- New Zealand / England
- Dates: 28 November – 18 December 2024
- Captains: Tom Latham / Ben Stokes

Test series
- Result: England won the 3-match series 2–1
- Most runs: Kane Williamson (395) / Harry Brook (350)
- Most wickets: Matt Henry (15) / Brydon Carse (18)
- Player of the series: Harry Brook (Eng)

= English cricket team in New Zealand in 2024–25 =

International cricket tour

The England cricket team toured New Zealand in November and December 2024 to play three Test matches against New Zealand cricket team. The Test series formed part of the 2023–2025 ICC World Test Championship.

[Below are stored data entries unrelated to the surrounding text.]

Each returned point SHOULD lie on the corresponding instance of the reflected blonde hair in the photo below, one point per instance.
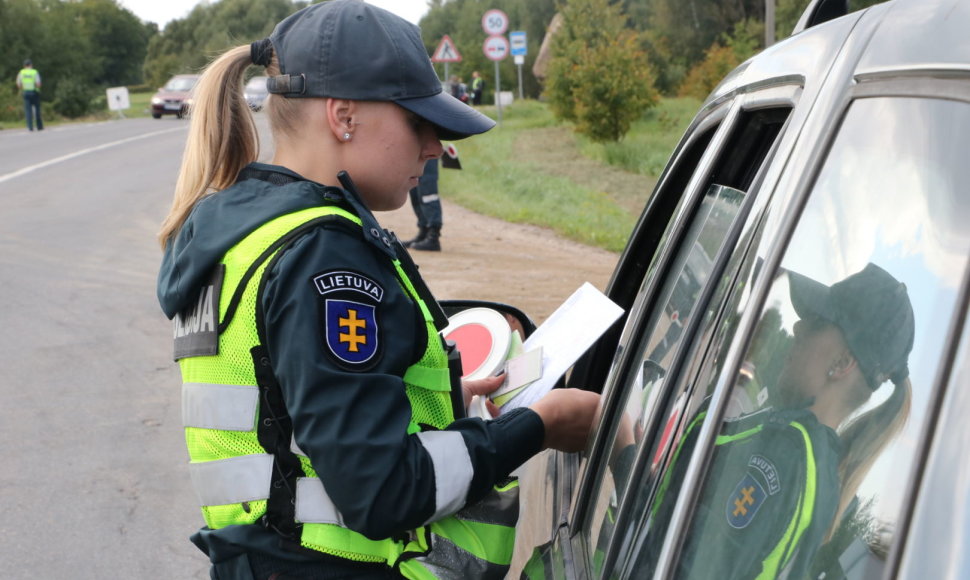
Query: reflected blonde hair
(864, 439)
(222, 134)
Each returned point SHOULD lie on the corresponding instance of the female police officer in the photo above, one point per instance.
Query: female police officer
(782, 478)
(324, 429)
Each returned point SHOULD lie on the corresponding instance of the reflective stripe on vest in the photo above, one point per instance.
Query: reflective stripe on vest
(232, 480)
(28, 79)
(452, 470)
(224, 407)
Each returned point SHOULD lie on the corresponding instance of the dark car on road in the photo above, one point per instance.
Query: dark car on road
(823, 189)
(175, 97)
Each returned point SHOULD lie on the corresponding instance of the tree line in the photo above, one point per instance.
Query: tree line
(622, 53)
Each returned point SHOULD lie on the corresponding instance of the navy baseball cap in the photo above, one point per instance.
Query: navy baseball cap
(348, 49)
(874, 313)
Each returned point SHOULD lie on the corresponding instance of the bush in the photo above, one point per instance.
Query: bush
(74, 98)
(599, 78)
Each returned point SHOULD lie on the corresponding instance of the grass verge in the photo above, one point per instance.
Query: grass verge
(532, 169)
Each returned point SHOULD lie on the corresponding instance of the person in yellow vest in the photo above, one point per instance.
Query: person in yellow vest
(28, 81)
(323, 413)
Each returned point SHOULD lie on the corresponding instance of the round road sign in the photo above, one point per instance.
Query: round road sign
(496, 47)
(495, 22)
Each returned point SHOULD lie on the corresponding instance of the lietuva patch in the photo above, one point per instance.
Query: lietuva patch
(197, 327)
(350, 316)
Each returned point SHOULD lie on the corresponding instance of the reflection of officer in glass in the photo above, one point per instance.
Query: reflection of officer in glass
(783, 476)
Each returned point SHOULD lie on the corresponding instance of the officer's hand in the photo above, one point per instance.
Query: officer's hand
(568, 416)
(486, 386)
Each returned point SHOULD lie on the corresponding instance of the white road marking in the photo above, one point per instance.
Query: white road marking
(56, 160)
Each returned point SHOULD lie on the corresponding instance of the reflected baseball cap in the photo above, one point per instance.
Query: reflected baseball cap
(348, 49)
(875, 315)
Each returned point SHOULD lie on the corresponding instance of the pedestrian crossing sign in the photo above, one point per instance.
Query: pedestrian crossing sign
(446, 51)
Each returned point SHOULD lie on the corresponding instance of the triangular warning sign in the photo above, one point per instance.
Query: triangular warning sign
(446, 51)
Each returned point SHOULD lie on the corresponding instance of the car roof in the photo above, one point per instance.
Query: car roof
(925, 37)
(920, 35)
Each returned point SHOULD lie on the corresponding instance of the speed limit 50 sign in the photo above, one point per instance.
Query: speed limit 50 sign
(495, 22)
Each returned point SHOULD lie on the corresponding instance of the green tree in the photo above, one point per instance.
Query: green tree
(598, 78)
(722, 57)
(187, 45)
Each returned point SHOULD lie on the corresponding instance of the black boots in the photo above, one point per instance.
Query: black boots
(426, 241)
(422, 234)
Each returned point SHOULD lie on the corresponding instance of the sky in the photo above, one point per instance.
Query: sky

In April 2024, the New Zealand Cricket (NZC) confirmed the full tour itinerary.

England won the series by 2–1, and thus claimed the maiden Crowe–Thorpe Trophy.

==Squads==

| New Zealand | England |
|---|---|
| Tom Latham (c); Tom Blundell (wk); Mark Chapman; Devon Conway; Jacob Duffy; Matt Henry; Daryl Mitchell; William O'Rourke; Glenn Phillips; Rachin Ravindra; Mitchell Santner; Nathan Smith; Tim Southee; Kane Williamson; Will Young; | Ben Stokes (c); Ollie Pope (vc, wk); Rehan Ahmed; Gus Atkinson; Shoaib Bashir; Jacob Bethell; Harry Brook; Brydon Carse; Jordan Cox (wk); Zak Crawley; Ben Duckett; Jack Leach; Matthew Potts; Ollie Robinson (wk); Joe Root; Olly Stone; Chris Woakes; |

On 24 November, Jordan Cox was ruled out of the series with a fractured right thumb, with Ollie Robinson added to the squad on 27 November as his replacement.

On 9 December, Devon Conway was ruled out of the third Test due to personal reason, and Mark Chapman added to the squad as his replacement.